OntoDM-core - Ontology of Core Data Mining Entities
Background
In data mining, the data used for analysis are organized in the form of a dataset. Every dataset consists of data examples. The task of data mining is to produce some type of a generalization from a given dataset. Generalization is a broad term that denotes the output of a data mining algorithm. A data mining algorithm is an algorithm, that is implemented as computer program and is designed to solve a data mining task. Data mining algorithms are computer programs and when executed they take as input a dataset and give as output a generalization.
In this context, the OntoDM-core sub-ontology formalizes the key data mining entities needed for the representation of mining structured data in the context of a general framework for data mining (Dzeroski, 2006).
Design
OntoDM-core is expressed in OWL-DL , a de facto standard for representing ontologies. The ontology is being developed using the Protege ontology editor. The ontology is freely available at this page and at BioPortal.
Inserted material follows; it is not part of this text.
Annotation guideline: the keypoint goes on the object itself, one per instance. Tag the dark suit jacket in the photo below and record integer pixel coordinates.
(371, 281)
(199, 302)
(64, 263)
In order to ensure the extensibility and interoperability of OntoDM-core with other resources, in particular with biomedical applications, the OntoDM-core ontology follows the Open Bio-Ontologies (OBO) Foundry design principles, such as the
- use of an upper-level ontology,
- the use of formal ontology relations,
- single inheritance, and
- the re-use of already existing ontological resources where possible.
The application of these design principles enables cross-domain reasoning, facilitates wide re-usability of the developed ontology, and avoids duplication of ontology development efforts. Consequently, OntoDM-core imports the upper-level classes from the BFO version 1.1 and formal relations from the OBO Relational Ontology and an extended set of RO relations.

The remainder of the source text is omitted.